Je m'apperçois que je suis porté à parler au singulier, quoique ma société avec Meredith continuât. C'est, peut-être, parce que, dans le fait, toute l'entreprise rouloit sur moi. Meredith n'étoit point compositeur, mais pressier médiocre, et rarement il s'abstenoit de trop boire. Mes amis étoient affligés de me voir lié avec lui: mais je fesois en sorte d'en tirer le meilleur parti possible.

Notre premier numéro ne produisit pas plus d'effet que les autres feuilles périodiques de la province, soit pour les caractères, soit pour l'impression: mais certaines remarques, écrites à ma manière, sur la querelle qui s'étoit élevée entre le gouverneur Burnet et l'assemblée de Massachusett, paroissant saillantes à quelques personnes, les firent parler de la feuille et de ceux qui la publioient, et, en peu de semaines, les engagèrent à devenir nos souscripteurs. Beaucoup d'autres suivirent leur exemple; et le nombre de nos abonnés continua à s'accroître.

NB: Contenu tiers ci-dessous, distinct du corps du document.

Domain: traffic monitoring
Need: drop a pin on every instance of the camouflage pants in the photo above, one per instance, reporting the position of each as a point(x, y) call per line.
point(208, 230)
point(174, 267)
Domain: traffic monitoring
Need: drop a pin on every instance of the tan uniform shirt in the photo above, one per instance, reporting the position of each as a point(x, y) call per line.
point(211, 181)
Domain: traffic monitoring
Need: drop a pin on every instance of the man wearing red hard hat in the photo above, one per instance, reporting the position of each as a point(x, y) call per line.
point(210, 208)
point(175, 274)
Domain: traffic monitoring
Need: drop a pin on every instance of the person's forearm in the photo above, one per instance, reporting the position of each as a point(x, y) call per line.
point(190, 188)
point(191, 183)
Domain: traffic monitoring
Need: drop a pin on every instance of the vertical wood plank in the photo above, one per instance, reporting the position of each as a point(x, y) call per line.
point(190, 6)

Ce fut un des premiers bons effets des peines que j'avois prises pour apprendre à former mon style. J'en retirai un autre avantage; c'est qu'en lisant ma feuille, les principaux habitans de Philadelphie, virent dans l'auteur de ce papier un homme si bien en état de se servir de sa plume, et jugèrent qu'il convenoit de le soutenir et de l'encourager.

Les loix, les opinions des membres de l'assemblée et les autres pièces publiques s'imprimoient alors chez Bradford. Une adresse de la chambre au gouverneur de la province, sortit de ses presses, grossièrement exécutée et avec beaucoup d'incorrection. Nous la réimprimâmes d'une manière exacte et élégante, et nous en envoyâmes une copie à chaque membre. Ils apperçurent aussitôt la différence; et cela augmenta tellement l'influence de nos amis dans l'assemblée, que nous fûmes nommés ses imprimeurs pour l'année suivante.

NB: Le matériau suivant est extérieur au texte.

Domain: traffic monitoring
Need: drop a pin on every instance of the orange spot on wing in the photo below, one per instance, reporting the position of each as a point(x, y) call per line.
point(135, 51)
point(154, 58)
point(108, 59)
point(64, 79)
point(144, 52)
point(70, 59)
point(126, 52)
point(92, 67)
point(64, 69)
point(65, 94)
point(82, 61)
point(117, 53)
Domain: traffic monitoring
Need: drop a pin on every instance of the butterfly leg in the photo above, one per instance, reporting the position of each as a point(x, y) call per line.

Parmi ces amis, je ne dois pas oublier d'en nommer un, M. Hamilton, dont j'ai déjà parlé dans ces mémoires, et qui étoit revenu d'Angleterre. Il s'intéressa vivement pour moi dans cette occasion, ainsi que dans beaucoup d'autres qui suivirent; et il me conserva sa bienveillance jusqu'à sa mort.

À-peu-près dans le temps dont je viens de faire mention, M. Vernon me rappela ma dette envers lui, mais sans me presser pour le paiement. Je lui écrivis une lettre remplie de témoignages de reconnoissance, en le priant de m'accorder encore un petit délai, à quoi il consentit. Aussitôt que je le pus, je lui payai le capital et les intérêts, et lui renouvelai tous mes remerciemens; de sorte que cette première erreur de ma vie fut presque corrigée.

Mais il me survint alors un autre embarras, auquel je ne croyois pas devoir m'attendre. Le père de Meredith qui, suivant nos conventions, s'étoit chargé de payer en entier le fonds de notre imprimerie, n'avoit payé que cent livres sterlings. Il en étoit encore dû autant; et le marchand impatienté d'attendre, nous fit assigner. Nous fournîmes caution, mais avec la triste perspective que si l'argent n'étoit pas prêt au temps fixé, l'affaire seroit jugée; le jugement mis à exécution, nos belles espérances s'évanouiroient, et nous resterions entièrement ruinés, parce que notre presse et nos caractères seroient vendus, peut-être à moitié prix, pour payer la dette.

Dans cette détresse, deux vrais amis, dont le procédé généreux sera présent à ma mémoire, aussi long-temps que j'aurai la faculté de me souvenir de quelque chose, vinrent me trouver séparément, à l'insçu l'un de l'autre, et sans que j'eusse eu recours à eux. Chacun d'eux m'offrit de m'avancer tout l'argent qu'il me faudroit pour me charger seul de l'imprimerie, si cela étoit praticable; attendu qu'ils ne voyoient pas avec plaisir que je restasse en société avec Meredith, qu'on rencontroit, disoient-ils, souvent ivre dans les rues, et jouant dans les cabarets à bière, ce qui nuisoit beaucoup à notre crédit.